Description
Several works from academia and industry exploit the "type" of DBpedia resources. This "type" is a class in the DBpedia ontology, like Person, Movie or Device. The "type" comes from (1) the Wikipedia infobox of the resource and (2) the mapping created by humans. Therefore, DBpedia extractors cannot assign a type to a resource when (1) the resource has not infobox in Wikipedia, or (2) the resource has an infobox not mapped. For many languages this lack of type reaches 50% of resources.
Several experimental studies have tried to infer the type of a resource from the "connections" this resource has in the graph this resource belongs. For instance, [1] follows a statistic approach, and [2] follows a machine learning approach.
However, these approaches need a validation that is not simple: as DBpedia classes are in a hierarchy (Writer is a subclass of Person, Poet is a subclass of Writer, etc.) with up to 7 levels, the deeper levels use to have fewer resources. Therefore, the precision and recall of the "type predictors" must be validated per clase or, at least, per level.
[1] Paulheim, H., Bizer, C.: Type inference on noisy RDF data. ISWC 2013. LNCS, vol. 8218, pp. 510–525. Springer, Heidelberg (2013). https://doi.org/10.1007/978-3-642-41335-3_32
[2] Rico M., Santana-Pérez I., Pozo-Jiménez P., Gómez-Pérez A.: Inferring Types on Large Datasets Applying Ontology Class Hierarchy Classifiers: The DBpedia Case. EKAW 2018. LNCS, vol. 11313. Springer. https://doi.org/10.1007/978-3-030-03667-6_21
Goals
In order to achieve this validation we need a "golden standard" in which we have manually ensured the type of several resources for each type of the ontology. This "golden standard" should be built using ad hoc software tools. Ideally a web application.
Impact
Enhance the quality of the DBpedia. With this golden standard we could evaluate more easily the approaches to assign a type to a un-typed resource. Also could help us to assign alternative types to typed resources, for example, a more specific (deeper) type or, may be, an alternative type in another DBpedia class hierarchy branch.
Caveats
- The DBpedia ontology grows up. The tool should be able to generate a golden standard for every new version of the DBpedia ontology. The latest version is here.
- DBpedia is not only the English DBpedia. There are several "chapters" of DBpedia, each one for a specific language. The list of available DBpedias is here.

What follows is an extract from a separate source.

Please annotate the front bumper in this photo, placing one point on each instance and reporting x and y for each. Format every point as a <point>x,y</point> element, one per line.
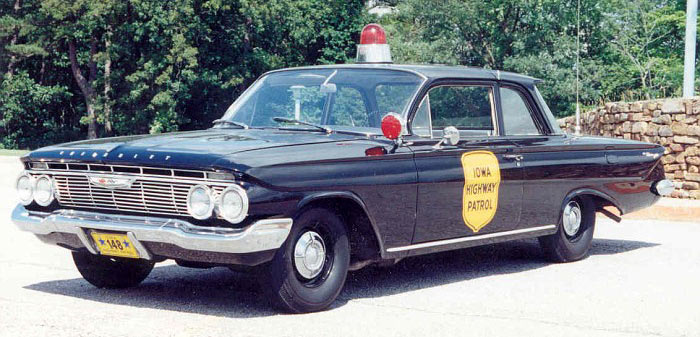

- The class of a resource could depend on the (human) evaluator. Therefore, a multi-evaluator tool is required. Fleiss' kappa could help us to measure this agreement level.
Ideal profile
Experience with Linked Data technologies (RDF, SPARQL), development of web applications.
Warm up tasks
- For a given language (e.g. English)
- Find 10 Wikipedia entries without infobox.
- Find 10 Wikipedia entries with infobox but whose infobox has no mapping.
- Read these papers:
Mentors
Mariano Rico
Keywords
golden standard, resource type validation.